On Monday, almost a decade after a mob killed 23 Muslims, including nine children, in the Ode village of Gujarat's Anand district, 23 people were convicted out of the 47 people accused in the case. 23 were acquitted; one accused had died during trial.
On March 1, 2002, as communal riots spread across Gujarat after the Godhra train-burning incident, a mob attacked about 20 Muslim homes in Ode. Members of several families in the neighbourhood took refuge in one three-storeyed house. The mob set fire to it. A survivor, Majid Miyan, recalls that after the three-hour-long horror, 23 people were dead, but only two bodies could be recovered. Nine children and nine women were among those killed.
The Ode massacre was one among the nine post-Godhra riot cases that was investigated by the Special Investigating Team (SIT) appointed by the Supreme Court.
There were 150 witnesses in the case, 35 of whom turned hostile. The SIT based its cases against the accused on the testimony of 12 star witnesses.
Majid Miyan, who lost 13 family members, says, "I had rushed back from the fields, everything was on fire. People with weapons had torched the house and bolted it from outside. I tried calling out to my family members but everything was finished," he said. His cousin Shafiq Mohammad lost his wife and two children.
In the past 10 years, Majid and Shafiq have rarely visited these ruins but the pain is undiminished. "We want justice... justice and nothing else," said Shafiq said before the verdict.

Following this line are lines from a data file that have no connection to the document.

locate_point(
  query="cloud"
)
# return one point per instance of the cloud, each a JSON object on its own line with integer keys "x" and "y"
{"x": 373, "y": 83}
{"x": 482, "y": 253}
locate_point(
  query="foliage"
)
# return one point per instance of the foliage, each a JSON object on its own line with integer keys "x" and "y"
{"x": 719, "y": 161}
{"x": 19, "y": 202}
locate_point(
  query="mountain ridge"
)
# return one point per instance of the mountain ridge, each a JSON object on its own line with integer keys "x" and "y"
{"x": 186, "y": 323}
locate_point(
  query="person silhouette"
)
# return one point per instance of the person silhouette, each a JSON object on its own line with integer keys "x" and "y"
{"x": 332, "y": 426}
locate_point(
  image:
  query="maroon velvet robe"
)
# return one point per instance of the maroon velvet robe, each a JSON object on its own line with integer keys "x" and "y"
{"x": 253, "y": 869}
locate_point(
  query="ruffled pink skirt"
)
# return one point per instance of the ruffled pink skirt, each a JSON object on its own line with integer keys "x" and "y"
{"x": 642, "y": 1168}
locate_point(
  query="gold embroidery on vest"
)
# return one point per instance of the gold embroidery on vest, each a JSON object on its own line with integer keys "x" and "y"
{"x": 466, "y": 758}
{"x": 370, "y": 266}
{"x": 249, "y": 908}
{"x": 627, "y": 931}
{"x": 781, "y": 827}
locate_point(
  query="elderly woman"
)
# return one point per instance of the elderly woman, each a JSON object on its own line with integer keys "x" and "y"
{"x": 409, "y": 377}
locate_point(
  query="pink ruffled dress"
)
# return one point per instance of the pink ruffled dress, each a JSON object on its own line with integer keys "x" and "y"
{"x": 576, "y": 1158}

Rafiq Bhai - the main complainant in the Ode massacre case - has never returned. He stays in a migrant township near Anand. Though Rafiq and his family escaped the mob, he lost his house and business. "We have lost everything in that attack. Besides, have lost faith in the neighbours, don't feel like going back," he said.
The 46 surviving victims were all out on bail.
This is the second of the nine cases investigated by the SIT that has seen conviction. Last November, a fast-track court in Gujarat had sentenced 31 people to life imprisonment in the Sardarpura massacre, where 33 people were burnt to death by a mob of 1,500 in 2002 during the communal violence that was unleashed across Gujarat. The Sardarpura massacre also happened on March 1, 2002.
Seventy-three people were tried in that case for murder, attempt to murder, rioting, arson and criminal conspiracy. Of these, 31 were found guilty, convicted and sentenced to life imprisonment; 42 were acquitted.